Classify music as blues, classical, country, disco, hip-hop, jazz, metal, pop, reggae, or rock
2024-12-15.00-12-09.mp4
I include along with an interface for the tool made to extract features, sample code for a DNN and SVM, as well as the source for the website used to host my trained model. The method was to extract mel frequency capstone coeficients from the data for use in a Concurrent Neural Network (CNN) for preprocessing and feature reduction to be used as inputs to a Support Vector Machine (SVM) for classification. I was able to get 91.5% accuracy on the test set using an RBF Kernel. The SVM outperformed a Dense Nueral Network (DNN).
GTZAN Dataset — I only use the raw audio and labels.
app.py contains a flask app that when run in the browser will return a spectrogram image and genre prediction.
I don't include my trained model in this repository
from FeatureExtract import FeatureExtract
fe = FeatureExtract()
x, y = fe.load_data('path/to/gtzan_wavs', 'path/to/gtzan_csv')
fe.train(features=x, labels=y, predict=False)
features = fe.extract(x) # returns a tf.Tensor
features = features.numpy() # to get a numpy array
These are not the values extracted from the CNN! Use these to train multiple CNNs.
fe.save_csv('mfccs.csv', features, labels)
x, y = fe.load_csv('mfccs.csv')
fe.load_model(path)
fe.save_model(path=None, overwrite=False)
You may then use this CNN feature extractor as input to some other classifier.
fe = FeatureExtract()
fe.load_model('cnn5.keras')
x, y = fe.load_csv('features.csv')
features = fe.extract(x).numpy()
print(features.shape)
label_encoder = LabelEncoder()
labels_encoded = label_encoder.fit_transform(y)
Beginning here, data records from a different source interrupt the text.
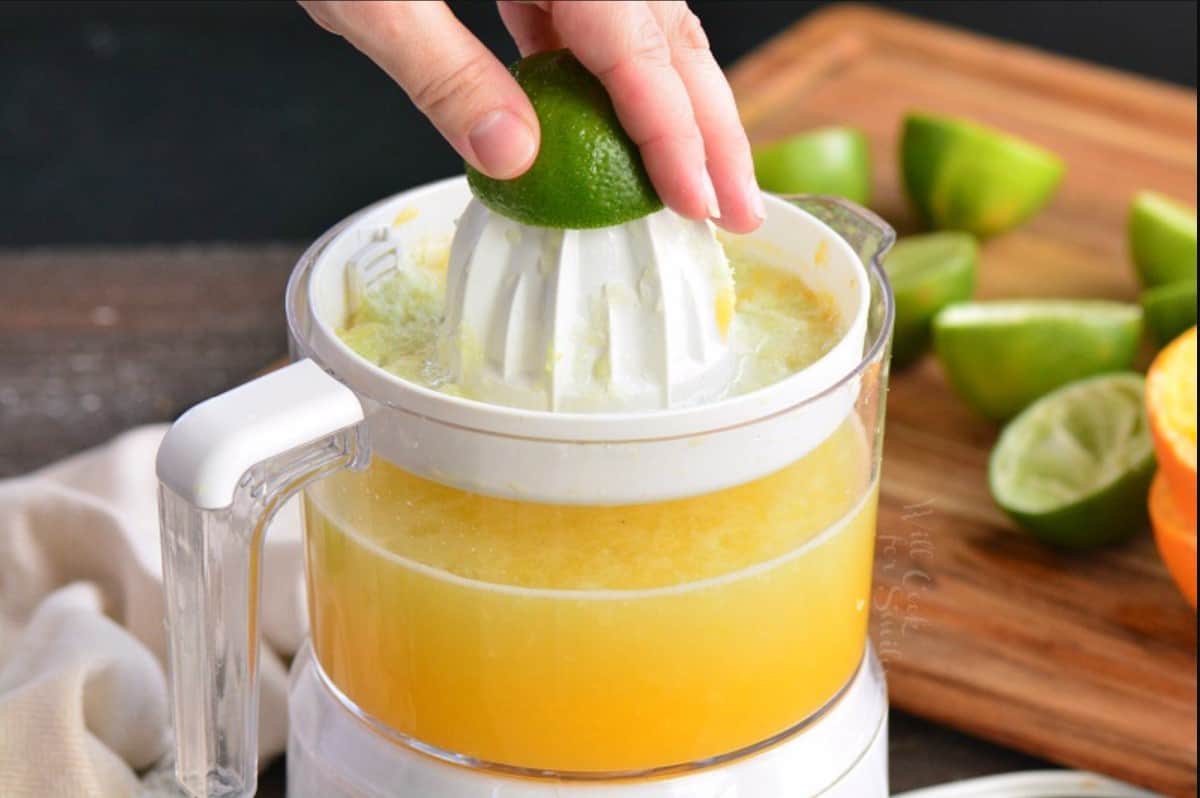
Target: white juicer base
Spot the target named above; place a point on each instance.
(333, 754)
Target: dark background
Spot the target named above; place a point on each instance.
(244, 121)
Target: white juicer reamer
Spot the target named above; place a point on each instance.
(600, 373)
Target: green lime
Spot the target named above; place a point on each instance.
(588, 172)
(1074, 468)
(831, 161)
(1170, 310)
(961, 175)
(1000, 357)
(927, 274)
(1163, 239)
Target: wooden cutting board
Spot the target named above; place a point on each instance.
(1086, 660)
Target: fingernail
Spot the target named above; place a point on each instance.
(711, 204)
(757, 207)
(503, 144)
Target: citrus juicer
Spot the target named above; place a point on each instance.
(543, 587)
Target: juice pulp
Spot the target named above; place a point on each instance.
(594, 639)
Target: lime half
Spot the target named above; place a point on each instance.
(928, 273)
(1162, 239)
(1170, 310)
(961, 175)
(1000, 357)
(831, 161)
(1075, 467)
(588, 172)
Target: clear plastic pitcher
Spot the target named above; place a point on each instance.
(556, 595)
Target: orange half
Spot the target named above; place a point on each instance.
(1175, 538)
(1171, 407)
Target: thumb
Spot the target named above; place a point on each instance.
(449, 75)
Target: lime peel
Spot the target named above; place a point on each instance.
(588, 173)
(1075, 466)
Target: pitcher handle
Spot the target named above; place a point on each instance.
(225, 467)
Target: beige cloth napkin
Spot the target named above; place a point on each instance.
(83, 697)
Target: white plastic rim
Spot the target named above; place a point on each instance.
(583, 457)
(333, 754)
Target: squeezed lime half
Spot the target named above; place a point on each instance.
(588, 172)
(1075, 467)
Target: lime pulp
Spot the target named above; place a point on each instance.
(1075, 467)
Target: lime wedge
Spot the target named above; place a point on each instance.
(1000, 357)
(1162, 239)
(831, 161)
(1075, 467)
(965, 177)
(927, 273)
(1170, 310)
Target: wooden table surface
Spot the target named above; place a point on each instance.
(96, 341)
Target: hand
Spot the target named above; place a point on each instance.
(653, 58)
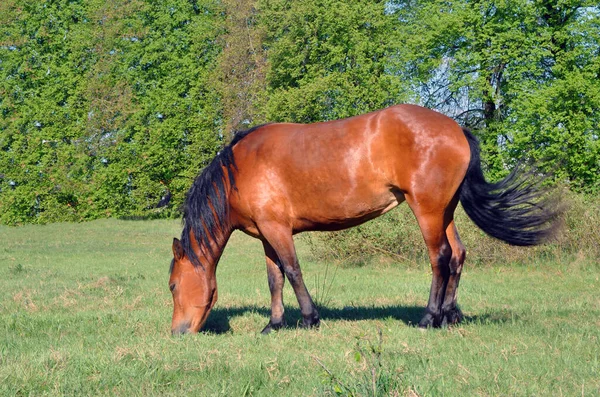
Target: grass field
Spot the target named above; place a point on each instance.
(85, 310)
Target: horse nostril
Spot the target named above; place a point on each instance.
(181, 329)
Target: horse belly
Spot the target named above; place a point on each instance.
(351, 210)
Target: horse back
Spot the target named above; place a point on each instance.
(336, 174)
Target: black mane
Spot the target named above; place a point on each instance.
(206, 208)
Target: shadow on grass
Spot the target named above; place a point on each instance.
(218, 321)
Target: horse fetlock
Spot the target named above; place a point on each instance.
(311, 321)
(451, 316)
(273, 326)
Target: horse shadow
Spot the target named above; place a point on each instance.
(218, 321)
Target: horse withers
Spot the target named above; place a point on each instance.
(275, 180)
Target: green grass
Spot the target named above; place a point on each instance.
(85, 309)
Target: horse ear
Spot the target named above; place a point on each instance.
(177, 249)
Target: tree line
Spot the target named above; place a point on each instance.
(111, 107)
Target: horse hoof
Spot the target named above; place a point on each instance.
(452, 317)
(272, 327)
(311, 322)
(430, 320)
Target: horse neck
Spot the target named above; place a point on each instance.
(214, 252)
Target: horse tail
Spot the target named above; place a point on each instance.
(516, 210)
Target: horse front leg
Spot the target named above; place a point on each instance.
(276, 279)
(280, 239)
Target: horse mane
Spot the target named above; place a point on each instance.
(206, 207)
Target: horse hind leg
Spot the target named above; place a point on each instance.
(276, 280)
(440, 252)
(451, 314)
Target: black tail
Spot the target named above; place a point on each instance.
(516, 210)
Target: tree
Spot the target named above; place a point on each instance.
(328, 59)
(523, 74)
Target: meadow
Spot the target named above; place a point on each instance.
(85, 310)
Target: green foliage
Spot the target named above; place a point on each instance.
(328, 59)
(525, 75)
(107, 107)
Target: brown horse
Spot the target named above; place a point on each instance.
(276, 180)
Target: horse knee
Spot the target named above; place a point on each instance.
(457, 260)
(444, 255)
(293, 274)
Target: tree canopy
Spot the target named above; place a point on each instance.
(110, 108)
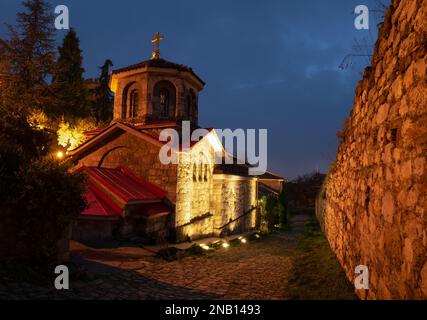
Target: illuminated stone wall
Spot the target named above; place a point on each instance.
(373, 204)
(194, 185)
(232, 197)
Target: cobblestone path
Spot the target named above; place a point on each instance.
(256, 270)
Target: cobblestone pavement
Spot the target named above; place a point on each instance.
(256, 270)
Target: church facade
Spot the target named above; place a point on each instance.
(133, 194)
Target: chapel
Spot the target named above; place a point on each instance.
(133, 195)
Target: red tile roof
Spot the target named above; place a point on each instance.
(99, 204)
(120, 183)
(124, 184)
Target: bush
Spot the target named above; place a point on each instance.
(49, 200)
(39, 196)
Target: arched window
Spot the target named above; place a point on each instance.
(164, 102)
(192, 108)
(206, 172)
(194, 172)
(125, 99)
(164, 99)
(134, 101)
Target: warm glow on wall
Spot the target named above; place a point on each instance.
(70, 137)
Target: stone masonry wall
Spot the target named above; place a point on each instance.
(373, 204)
(194, 186)
(232, 197)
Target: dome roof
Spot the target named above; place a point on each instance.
(159, 63)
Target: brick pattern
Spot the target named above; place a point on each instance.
(373, 203)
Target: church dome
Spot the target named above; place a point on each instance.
(156, 89)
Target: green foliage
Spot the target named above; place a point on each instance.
(30, 52)
(283, 209)
(273, 212)
(72, 96)
(42, 195)
(49, 200)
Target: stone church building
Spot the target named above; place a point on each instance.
(132, 193)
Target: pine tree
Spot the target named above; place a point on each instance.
(31, 52)
(68, 83)
(103, 105)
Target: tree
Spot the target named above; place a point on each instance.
(283, 209)
(30, 51)
(39, 197)
(103, 105)
(72, 98)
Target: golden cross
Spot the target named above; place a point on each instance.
(156, 53)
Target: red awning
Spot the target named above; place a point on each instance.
(112, 189)
(99, 204)
(124, 184)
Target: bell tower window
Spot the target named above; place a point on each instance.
(134, 101)
(164, 102)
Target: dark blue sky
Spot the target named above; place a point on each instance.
(266, 64)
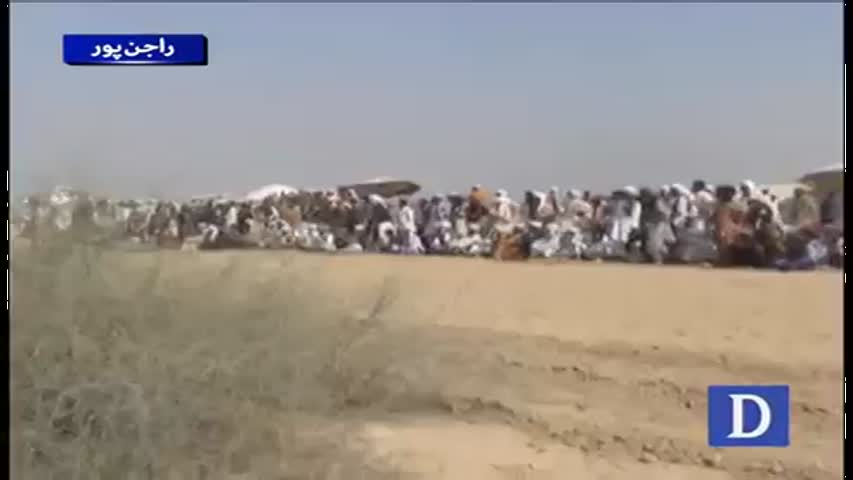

x_train, x_test, y_train, y_test = train_test_split(features, labels_encoded, test_size=0.2, random_state=42, stratify=labels_encoded)
clf = svm.SVC()
clf.fit(x_train, y_train)
predictions = clf.predict(x_test)
# confusion matrix
predicted_labels = label_encoder.inverse_transform(predictions)
true_labels = label_encoder.inverse_transform(y_test)
cm = confusion_matrix(true_labels, predicted_labels, labels=label_encoder.classes_)
display = ConfusionMatrixDisplay(confusion_matrix=cm, display_labels=label_encoder.classes_)
display.plot(cmap=plt.cm.Blues)
plt.xticks(rotation=45)
plt.title('Confusion Matrix')
plt.show()
# accuracy
accuracy = np.sum(predictions == y_test) / len(y_test)
print (f"accuracy: {accuracy}")